On 02/08/2017 06:05 PM, Kenneth Porter wrote:
--On Tuesday, February 07, 2017 2:33 PM -0800 Alice Wonder alice@domblogger.net wrote:
What I mean is this - my LibreSSL package installs in /usr and not in /opt and that is intentional, so that it is not possible to have both opennsl-devel and libressl-devel installed at the same time, since they both are the same API.
That's the very problem that Software Collections endeavors to solve. If you install a non-standard package that conflicts with OS defaults, install it as a collection so that end users can choose whether to use the enhancement or the default, on a per-session basis.
Does that mean you end up needing to manage crazy long PATH variables?
But if LibreSSL was in /opt then RPM would have no problem having both libressl-devel and openssl-devel installed at the same time, and the build of PHP could potentially result in mixed implementation of the OpenSSL API - e.g. PHP is linked against LibreSSL but also is linked against Net-SNMP which is linked against OpenSSL - so that the dynamic loader then loads two shared libraries that provide the same API.
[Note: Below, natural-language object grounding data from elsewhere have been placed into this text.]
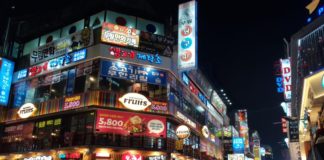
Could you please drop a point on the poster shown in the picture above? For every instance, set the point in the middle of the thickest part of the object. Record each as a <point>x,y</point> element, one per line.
<point>130,72</point>
<point>109,121</point>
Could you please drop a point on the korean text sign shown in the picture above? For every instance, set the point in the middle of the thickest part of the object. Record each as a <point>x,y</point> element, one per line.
<point>6,72</point>
<point>125,123</point>
<point>187,34</point>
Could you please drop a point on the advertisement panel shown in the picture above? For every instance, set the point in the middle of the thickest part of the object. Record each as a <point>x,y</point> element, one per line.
<point>241,116</point>
<point>62,46</point>
<point>130,72</point>
<point>238,145</point>
<point>57,63</point>
<point>293,131</point>
<point>286,76</point>
<point>6,72</point>
<point>119,35</point>
<point>156,44</point>
<point>187,34</point>
<point>109,121</point>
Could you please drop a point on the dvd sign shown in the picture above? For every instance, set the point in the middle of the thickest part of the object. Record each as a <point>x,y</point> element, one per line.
<point>183,132</point>
<point>26,110</point>
<point>134,101</point>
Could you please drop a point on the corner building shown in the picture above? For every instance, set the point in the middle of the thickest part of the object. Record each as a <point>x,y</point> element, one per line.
<point>102,89</point>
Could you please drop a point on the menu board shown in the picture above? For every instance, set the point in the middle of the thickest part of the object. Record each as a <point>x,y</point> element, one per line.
<point>130,72</point>
<point>126,123</point>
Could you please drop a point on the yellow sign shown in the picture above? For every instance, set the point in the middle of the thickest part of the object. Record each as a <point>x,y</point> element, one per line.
<point>312,6</point>
<point>26,110</point>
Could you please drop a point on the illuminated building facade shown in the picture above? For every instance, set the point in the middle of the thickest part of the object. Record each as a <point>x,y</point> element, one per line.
<point>107,87</point>
<point>307,61</point>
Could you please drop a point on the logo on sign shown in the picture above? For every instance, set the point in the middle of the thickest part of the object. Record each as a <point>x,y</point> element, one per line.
<point>134,101</point>
<point>205,131</point>
<point>130,156</point>
<point>26,110</point>
<point>183,132</point>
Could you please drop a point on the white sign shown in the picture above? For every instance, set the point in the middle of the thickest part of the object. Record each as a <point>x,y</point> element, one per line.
<point>26,110</point>
<point>187,120</point>
<point>134,101</point>
<point>286,76</point>
<point>187,45</point>
<point>39,158</point>
<point>205,131</point>
<point>183,132</point>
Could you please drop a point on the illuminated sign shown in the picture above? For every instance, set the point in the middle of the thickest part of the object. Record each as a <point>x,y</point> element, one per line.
<point>182,132</point>
<point>124,123</point>
<point>62,46</point>
<point>57,63</point>
<point>134,101</point>
<point>187,120</point>
<point>187,45</point>
<point>238,145</point>
<point>205,131</point>
<point>72,102</point>
<point>286,76</point>
<point>131,72</point>
<point>124,53</point>
<point>6,72</point>
<point>26,110</point>
<point>120,35</point>
<point>22,74</point>
<point>70,156</point>
<point>131,156</point>
<point>279,84</point>
<point>39,158</point>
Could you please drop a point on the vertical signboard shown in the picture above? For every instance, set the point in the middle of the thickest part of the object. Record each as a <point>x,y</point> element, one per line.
<point>286,76</point>
<point>6,72</point>
<point>293,131</point>
<point>187,34</point>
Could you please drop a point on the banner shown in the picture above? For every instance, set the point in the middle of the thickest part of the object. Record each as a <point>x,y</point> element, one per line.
<point>187,34</point>
<point>119,35</point>
<point>118,122</point>
<point>156,44</point>
<point>293,131</point>
<point>6,72</point>
<point>138,73</point>
<point>75,41</point>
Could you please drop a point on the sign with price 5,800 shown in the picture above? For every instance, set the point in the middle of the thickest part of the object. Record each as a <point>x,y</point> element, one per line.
<point>125,123</point>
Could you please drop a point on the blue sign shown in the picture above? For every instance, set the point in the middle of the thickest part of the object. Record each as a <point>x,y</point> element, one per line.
<point>238,145</point>
<point>6,72</point>
<point>137,73</point>
<point>185,79</point>
<point>149,57</point>
<point>79,55</point>
<point>20,90</point>
<point>280,88</point>
<point>22,74</point>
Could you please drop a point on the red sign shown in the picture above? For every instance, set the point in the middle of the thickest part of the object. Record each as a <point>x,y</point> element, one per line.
<point>72,102</point>
<point>109,121</point>
<point>129,156</point>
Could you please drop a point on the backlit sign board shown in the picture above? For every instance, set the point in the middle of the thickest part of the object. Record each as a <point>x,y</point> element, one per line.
<point>187,33</point>
<point>286,76</point>
<point>134,101</point>
<point>6,72</point>
<point>125,123</point>
<point>62,46</point>
<point>238,145</point>
<point>57,63</point>
<point>119,35</point>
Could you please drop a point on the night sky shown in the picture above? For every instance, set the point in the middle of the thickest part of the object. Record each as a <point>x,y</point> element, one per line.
<point>238,43</point>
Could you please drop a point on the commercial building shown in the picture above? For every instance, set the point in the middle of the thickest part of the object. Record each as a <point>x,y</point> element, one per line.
<point>108,87</point>
<point>307,61</point>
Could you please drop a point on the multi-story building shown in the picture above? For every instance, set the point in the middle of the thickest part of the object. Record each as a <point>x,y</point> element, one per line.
<point>307,62</point>
<point>107,87</point>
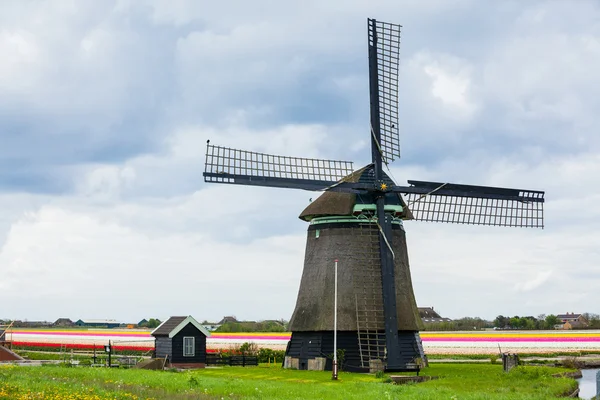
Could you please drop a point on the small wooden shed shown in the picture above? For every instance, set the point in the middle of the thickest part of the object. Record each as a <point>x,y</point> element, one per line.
<point>183,341</point>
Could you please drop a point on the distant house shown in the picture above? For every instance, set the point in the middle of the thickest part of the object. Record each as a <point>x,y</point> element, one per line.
<point>576,321</point>
<point>183,341</point>
<point>573,325</point>
<point>98,323</point>
<point>429,315</point>
<point>63,322</point>
<point>211,326</point>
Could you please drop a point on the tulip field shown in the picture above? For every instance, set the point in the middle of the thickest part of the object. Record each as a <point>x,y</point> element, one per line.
<point>473,342</point>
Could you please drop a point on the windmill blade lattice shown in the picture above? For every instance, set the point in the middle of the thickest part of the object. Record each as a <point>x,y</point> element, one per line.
<point>475,205</point>
<point>384,38</point>
<point>227,165</point>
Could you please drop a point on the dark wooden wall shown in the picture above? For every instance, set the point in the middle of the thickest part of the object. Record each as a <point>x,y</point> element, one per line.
<point>163,347</point>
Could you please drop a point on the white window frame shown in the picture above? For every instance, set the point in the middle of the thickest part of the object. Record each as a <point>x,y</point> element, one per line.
<point>185,353</point>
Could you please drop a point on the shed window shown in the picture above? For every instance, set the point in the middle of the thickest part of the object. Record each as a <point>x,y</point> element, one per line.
<point>189,346</point>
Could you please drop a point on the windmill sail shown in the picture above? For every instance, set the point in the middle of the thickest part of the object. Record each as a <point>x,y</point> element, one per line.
<point>475,205</point>
<point>384,50</point>
<point>227,165</point>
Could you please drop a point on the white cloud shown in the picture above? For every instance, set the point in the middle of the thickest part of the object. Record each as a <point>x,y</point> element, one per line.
<point>451,88</point>
<point>509,99</point>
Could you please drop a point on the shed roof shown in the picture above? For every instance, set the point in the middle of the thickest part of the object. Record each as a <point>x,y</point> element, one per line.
<point>173,325</point>
<point>339,203</point>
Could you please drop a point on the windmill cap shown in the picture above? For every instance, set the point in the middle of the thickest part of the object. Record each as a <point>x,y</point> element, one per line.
<point>331,204</point>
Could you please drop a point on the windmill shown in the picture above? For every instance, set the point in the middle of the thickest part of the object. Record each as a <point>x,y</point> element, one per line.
<point>359,220</point>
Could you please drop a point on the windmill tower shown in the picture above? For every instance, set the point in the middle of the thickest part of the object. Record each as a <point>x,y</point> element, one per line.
<point>359,221</point>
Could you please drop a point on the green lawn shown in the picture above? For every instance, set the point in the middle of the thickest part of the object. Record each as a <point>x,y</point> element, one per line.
<point>470,381</point>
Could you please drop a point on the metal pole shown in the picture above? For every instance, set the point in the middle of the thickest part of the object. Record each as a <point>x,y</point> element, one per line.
<point>334,369</point>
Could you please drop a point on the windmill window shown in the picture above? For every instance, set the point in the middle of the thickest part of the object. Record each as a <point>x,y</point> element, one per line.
<point>189,346</point>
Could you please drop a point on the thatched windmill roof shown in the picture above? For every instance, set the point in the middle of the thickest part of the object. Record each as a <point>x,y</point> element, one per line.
<point>339,204</point>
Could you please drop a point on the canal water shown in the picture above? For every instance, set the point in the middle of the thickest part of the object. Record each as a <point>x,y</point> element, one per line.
<point>587,383</point>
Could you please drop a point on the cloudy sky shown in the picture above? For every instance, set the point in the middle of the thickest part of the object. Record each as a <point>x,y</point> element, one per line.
<point>105,108</point>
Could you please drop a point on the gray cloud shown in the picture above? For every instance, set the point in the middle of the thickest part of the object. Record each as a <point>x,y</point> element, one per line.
<point>106,108</point>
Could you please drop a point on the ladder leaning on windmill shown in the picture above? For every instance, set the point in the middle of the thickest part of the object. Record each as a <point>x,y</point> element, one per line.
<point>378,318</point>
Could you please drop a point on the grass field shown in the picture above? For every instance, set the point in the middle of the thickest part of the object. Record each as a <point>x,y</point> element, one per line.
<point>468,381</point>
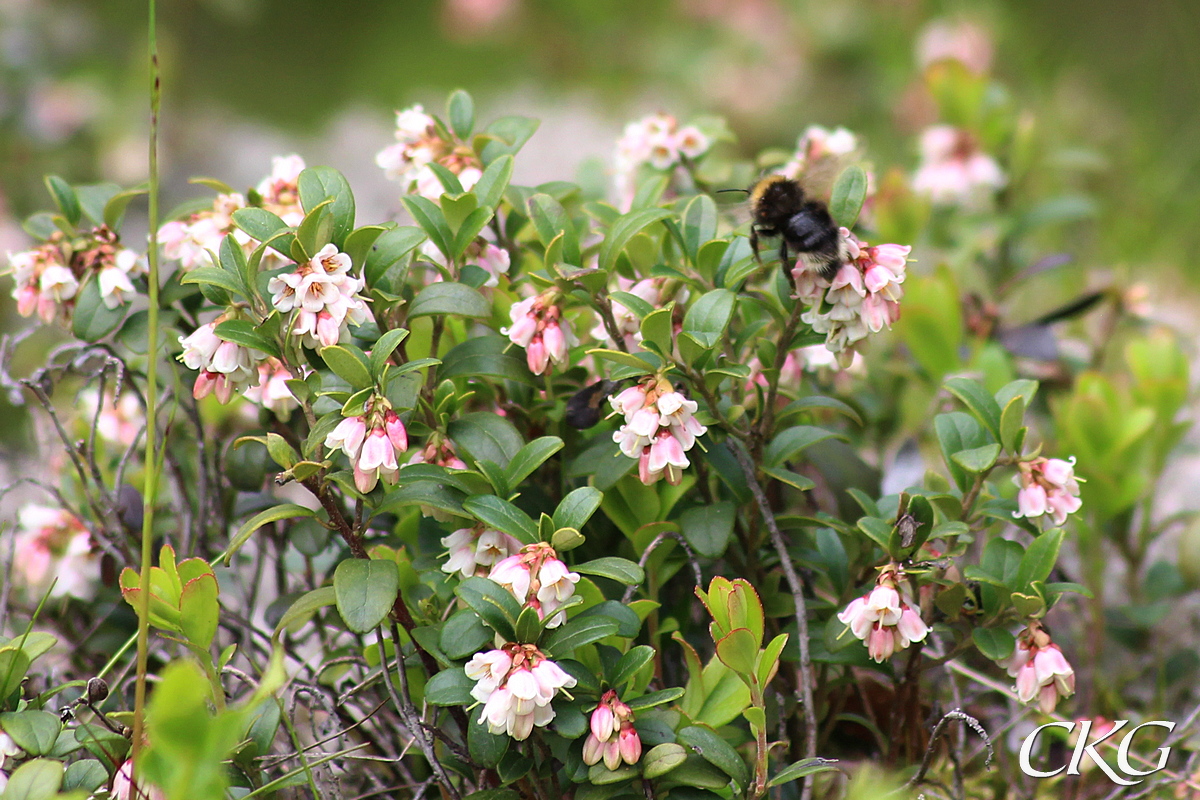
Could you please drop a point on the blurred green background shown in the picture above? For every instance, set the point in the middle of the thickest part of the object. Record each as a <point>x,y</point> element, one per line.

Does Net-SNMP expose the libraries and API it depend on? Does the loader only link on API signature or does it also look at the library name? Does Net-SNMP fail if it was built against OpenSSL but is loaded with LibreSSL?
As far as I can tell PHP built against LibreSSL works just fine running with the net-snmp bindings built against OpenSSL however there was a warning in the system log from ld when I tried it.